Our much celebrated, New Year’s Day is mingled with the holy rite of circumcision. I was curious why the dark, wintry day of January 1st had become the celebrated New Year’s Day and the beginning of a New Year.

The History of January 1st goes something like this:

The Romans dedicated the 1st of January to the god Janus — some kind of god of the gates or doors, a god with two faces, looking backward and looking forward.

Two-Faced Janus God

Then when Julius Caesar was murdered, the Senate voted to honor him on January 1.

Julius Caesar

Some countries celebrated the New Year in the Spring — on the Spring Equinox and March 25th — in celebration of the Annunciation of Jesus (when the Angel Gabriel informed Mary of her divine calling). Springtime is probably more appropriate to begin a new year.

Annunciation of Christ

England celebrated the new year on March 25 until they adopted the Gregorian Calendar in 1752. Pope Gregory (for whom the calendar is named) christened January 1st, as the beginning of a New Year — the day of the Feast of the Circumcision.
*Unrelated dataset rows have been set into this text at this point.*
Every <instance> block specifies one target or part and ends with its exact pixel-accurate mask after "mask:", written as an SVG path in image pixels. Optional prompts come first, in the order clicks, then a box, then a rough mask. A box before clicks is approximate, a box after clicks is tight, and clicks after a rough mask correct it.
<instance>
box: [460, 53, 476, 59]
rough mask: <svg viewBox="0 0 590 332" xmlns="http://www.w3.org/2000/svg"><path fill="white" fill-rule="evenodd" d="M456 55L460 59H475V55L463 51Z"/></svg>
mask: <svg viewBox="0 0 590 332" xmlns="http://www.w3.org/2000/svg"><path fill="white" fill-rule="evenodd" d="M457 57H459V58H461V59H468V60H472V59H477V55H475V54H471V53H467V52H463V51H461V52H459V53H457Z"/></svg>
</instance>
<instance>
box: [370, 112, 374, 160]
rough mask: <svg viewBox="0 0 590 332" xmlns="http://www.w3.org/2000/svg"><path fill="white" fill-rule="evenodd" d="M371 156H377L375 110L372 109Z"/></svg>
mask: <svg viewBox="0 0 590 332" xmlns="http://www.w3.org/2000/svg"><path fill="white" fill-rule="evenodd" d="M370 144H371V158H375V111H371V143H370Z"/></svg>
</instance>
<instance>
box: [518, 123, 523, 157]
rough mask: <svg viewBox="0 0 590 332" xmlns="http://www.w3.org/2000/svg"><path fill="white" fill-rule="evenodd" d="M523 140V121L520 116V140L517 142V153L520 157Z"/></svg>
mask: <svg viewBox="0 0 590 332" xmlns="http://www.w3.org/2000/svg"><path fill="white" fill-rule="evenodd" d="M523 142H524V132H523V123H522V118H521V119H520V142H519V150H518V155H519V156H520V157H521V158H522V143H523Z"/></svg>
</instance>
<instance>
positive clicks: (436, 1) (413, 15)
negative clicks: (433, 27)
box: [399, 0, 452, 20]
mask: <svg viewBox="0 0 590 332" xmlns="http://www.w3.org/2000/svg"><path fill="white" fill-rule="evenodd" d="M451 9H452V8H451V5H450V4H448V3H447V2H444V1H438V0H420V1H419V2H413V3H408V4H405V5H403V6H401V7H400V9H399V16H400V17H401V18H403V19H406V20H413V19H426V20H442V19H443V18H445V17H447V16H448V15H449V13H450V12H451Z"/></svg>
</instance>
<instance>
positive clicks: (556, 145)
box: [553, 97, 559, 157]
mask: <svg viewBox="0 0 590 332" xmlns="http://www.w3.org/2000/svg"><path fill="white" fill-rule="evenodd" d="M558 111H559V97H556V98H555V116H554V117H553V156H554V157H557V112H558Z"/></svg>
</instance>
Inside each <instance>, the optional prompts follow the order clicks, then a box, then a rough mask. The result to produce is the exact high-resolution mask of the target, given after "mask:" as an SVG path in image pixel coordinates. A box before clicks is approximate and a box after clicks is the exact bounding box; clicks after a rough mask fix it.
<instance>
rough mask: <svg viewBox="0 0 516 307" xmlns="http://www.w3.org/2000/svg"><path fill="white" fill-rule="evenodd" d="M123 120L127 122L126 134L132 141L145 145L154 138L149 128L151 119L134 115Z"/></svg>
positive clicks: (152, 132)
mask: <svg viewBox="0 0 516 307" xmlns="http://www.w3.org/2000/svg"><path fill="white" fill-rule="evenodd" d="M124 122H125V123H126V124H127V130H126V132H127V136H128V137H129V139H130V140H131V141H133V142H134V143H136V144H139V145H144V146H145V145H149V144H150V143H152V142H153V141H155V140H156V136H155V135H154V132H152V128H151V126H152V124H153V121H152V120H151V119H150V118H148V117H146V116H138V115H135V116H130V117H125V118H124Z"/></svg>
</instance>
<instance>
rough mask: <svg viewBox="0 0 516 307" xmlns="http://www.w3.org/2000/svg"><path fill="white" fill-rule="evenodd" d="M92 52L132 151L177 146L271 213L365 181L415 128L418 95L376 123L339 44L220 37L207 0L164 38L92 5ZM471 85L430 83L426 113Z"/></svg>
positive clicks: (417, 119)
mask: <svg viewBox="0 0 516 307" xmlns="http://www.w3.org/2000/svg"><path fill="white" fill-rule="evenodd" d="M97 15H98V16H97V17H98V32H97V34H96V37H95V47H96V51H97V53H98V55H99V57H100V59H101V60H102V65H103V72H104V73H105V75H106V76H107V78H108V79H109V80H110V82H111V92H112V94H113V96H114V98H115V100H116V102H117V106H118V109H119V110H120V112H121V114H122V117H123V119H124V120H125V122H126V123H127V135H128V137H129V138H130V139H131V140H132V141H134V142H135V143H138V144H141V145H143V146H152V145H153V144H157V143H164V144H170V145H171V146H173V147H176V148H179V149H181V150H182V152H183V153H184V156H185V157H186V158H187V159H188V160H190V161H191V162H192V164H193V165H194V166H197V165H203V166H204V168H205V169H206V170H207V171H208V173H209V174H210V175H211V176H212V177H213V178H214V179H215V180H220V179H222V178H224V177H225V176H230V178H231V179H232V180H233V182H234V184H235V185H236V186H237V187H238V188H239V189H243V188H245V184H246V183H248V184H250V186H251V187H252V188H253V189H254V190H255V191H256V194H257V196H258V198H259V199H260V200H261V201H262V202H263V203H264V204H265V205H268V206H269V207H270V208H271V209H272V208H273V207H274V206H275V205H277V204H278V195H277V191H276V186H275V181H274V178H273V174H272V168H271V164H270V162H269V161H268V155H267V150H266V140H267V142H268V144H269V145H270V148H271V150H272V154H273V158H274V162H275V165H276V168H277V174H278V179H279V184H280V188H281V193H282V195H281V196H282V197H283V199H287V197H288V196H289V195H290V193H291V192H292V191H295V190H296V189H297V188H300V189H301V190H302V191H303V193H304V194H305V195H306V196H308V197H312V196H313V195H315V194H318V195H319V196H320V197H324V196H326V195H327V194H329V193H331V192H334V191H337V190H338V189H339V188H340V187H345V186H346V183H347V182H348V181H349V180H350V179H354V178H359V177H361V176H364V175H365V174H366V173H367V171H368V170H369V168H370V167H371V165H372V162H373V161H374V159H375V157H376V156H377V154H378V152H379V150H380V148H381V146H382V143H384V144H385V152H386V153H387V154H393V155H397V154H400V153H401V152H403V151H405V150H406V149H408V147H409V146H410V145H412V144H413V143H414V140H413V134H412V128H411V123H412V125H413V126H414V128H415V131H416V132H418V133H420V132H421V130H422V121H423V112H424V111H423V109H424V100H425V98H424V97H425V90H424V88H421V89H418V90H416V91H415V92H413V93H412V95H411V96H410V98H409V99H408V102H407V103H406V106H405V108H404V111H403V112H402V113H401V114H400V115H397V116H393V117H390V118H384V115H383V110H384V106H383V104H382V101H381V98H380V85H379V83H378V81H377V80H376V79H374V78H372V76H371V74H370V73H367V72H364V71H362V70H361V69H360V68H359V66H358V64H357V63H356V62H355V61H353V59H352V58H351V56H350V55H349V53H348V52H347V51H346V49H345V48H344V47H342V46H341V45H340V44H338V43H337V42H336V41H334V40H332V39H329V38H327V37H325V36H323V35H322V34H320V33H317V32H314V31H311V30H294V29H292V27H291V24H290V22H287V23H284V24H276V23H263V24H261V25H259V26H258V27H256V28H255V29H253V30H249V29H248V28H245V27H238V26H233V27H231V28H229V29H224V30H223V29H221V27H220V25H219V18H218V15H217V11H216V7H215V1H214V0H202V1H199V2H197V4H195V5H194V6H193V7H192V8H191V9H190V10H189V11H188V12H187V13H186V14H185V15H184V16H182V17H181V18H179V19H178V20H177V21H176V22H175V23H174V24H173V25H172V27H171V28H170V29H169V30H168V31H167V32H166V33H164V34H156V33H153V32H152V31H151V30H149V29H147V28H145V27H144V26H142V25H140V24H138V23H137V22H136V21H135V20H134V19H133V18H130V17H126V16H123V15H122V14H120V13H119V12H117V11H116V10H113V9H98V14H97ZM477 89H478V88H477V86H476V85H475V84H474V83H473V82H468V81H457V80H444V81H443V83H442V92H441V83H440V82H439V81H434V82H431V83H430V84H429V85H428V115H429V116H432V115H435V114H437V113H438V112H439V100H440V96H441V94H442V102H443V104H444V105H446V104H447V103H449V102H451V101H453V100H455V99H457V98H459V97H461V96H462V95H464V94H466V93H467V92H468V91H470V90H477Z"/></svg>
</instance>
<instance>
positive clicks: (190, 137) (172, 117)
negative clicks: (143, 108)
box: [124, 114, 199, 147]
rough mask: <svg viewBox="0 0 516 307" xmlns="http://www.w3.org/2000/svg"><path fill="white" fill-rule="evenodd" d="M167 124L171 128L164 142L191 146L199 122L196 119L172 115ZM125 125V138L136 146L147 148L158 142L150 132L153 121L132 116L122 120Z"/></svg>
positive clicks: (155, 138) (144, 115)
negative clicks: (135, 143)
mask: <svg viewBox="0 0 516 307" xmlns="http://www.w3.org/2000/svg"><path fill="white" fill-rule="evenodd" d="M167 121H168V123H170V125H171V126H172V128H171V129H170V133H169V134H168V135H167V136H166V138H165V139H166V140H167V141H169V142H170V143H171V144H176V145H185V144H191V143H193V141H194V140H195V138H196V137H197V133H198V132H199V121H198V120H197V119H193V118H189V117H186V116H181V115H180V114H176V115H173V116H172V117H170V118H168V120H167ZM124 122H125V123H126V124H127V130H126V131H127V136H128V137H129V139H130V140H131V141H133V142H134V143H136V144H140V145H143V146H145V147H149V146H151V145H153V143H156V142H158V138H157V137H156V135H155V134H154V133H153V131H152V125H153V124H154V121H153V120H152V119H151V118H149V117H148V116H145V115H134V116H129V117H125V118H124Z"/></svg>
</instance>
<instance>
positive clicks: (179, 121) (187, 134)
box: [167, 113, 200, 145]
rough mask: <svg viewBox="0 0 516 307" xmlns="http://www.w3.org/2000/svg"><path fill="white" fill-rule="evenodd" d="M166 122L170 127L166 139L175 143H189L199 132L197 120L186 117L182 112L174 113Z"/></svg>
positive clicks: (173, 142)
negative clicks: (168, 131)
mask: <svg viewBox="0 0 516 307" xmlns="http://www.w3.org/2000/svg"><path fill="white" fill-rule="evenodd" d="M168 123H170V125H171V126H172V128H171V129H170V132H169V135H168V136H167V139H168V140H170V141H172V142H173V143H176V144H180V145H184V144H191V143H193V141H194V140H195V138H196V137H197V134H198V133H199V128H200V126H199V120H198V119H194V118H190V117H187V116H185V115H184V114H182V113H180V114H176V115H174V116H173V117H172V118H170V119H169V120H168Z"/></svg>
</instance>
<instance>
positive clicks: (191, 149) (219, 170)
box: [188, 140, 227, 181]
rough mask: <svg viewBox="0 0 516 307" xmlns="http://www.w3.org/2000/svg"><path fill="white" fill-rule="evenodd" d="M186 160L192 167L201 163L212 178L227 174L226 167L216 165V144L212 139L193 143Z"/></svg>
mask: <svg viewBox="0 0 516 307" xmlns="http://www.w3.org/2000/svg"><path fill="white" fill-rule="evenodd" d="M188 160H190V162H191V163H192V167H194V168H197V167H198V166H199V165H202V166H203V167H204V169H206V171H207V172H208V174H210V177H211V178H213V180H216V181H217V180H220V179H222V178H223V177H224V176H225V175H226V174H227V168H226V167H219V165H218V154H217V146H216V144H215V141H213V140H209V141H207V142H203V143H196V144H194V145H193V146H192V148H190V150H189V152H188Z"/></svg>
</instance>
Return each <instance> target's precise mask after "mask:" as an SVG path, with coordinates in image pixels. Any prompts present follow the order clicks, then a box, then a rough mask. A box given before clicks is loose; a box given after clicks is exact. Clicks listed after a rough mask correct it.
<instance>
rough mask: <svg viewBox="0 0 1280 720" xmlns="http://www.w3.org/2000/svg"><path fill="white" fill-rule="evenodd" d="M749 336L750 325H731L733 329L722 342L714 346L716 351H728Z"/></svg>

Assuming Christ was born on December 25th, he would have been circumcised on the 8th day following his birth, Jan. 1, according to Jewish custom and law.
So there you have it — our New Years Day is January 1st because Pope Gregory christened it the beginning of a New Year — because it was in celebration of the Christian tradition of Christ’s day of circumcision — a day of Jewish celebration, since Jesus was Jewish.